Matthew McConaughey and Anne Hathaway in Serenity (2019). |
This piece contains spoilers for Serenity and Aquaman.
When critics first saw Serenity (2019) they lost their minds. Charles Bramesco of The Guardian calls it a “zeppelin crash of a film”; and it broke Adam Woodward of Little White Lies, who wrote a conceptual review that sees it as a career rest stop for lead Matthew McConaughey. Everyone seems to agree that the acting is clichéd, the dialogue stilted, the style overwrought to the point of camp, and the camerawork just plain weird.

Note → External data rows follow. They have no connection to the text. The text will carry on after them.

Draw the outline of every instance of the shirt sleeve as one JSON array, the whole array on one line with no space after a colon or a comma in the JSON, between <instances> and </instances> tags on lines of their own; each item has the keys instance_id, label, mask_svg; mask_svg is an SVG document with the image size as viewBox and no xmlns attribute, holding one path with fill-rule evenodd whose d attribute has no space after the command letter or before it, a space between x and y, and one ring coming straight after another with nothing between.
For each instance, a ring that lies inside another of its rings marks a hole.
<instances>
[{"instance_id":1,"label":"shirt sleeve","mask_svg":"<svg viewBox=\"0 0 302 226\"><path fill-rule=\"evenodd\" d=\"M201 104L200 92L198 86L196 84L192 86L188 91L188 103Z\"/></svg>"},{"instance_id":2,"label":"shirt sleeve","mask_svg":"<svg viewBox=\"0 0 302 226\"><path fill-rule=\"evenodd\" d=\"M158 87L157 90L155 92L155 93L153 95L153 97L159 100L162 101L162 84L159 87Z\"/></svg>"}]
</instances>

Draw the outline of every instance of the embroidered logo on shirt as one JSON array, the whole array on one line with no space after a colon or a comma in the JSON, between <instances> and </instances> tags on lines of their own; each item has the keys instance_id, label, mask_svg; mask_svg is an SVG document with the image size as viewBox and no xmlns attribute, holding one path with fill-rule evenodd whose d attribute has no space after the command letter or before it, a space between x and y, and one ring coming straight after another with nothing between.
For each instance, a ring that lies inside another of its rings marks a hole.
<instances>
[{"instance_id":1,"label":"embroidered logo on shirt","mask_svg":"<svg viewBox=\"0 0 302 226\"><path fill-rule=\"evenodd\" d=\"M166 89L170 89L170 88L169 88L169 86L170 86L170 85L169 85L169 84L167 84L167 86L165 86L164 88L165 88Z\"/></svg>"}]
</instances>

But as a counterpoint, I submit for your consideration the idea that writer-director Steven Knight is not introducing us to a guy named Baker Dill (McConaughey) who, asked by his ex-wife Karen (Anne Hathaway) to kill her abusive current husband Frank (Jason Clarke), suddenly discovers that – spoiler! – he’s a character in a video game. Knight presents us with a video-game world called Plymouth Island whose player-avatar, Baker Dill, discovers the central game plot among the various mini-games.
The difference is subtle but important. If you viewed the movie as the former you invite a traditional critique, as Richard Brody of The New Yorker calls it “a high-level goof, a collection of clichés assembled as a meta-movie.” But view it first and foremost from the perspective of a video-game aesthetic and Serenity starts to make sense.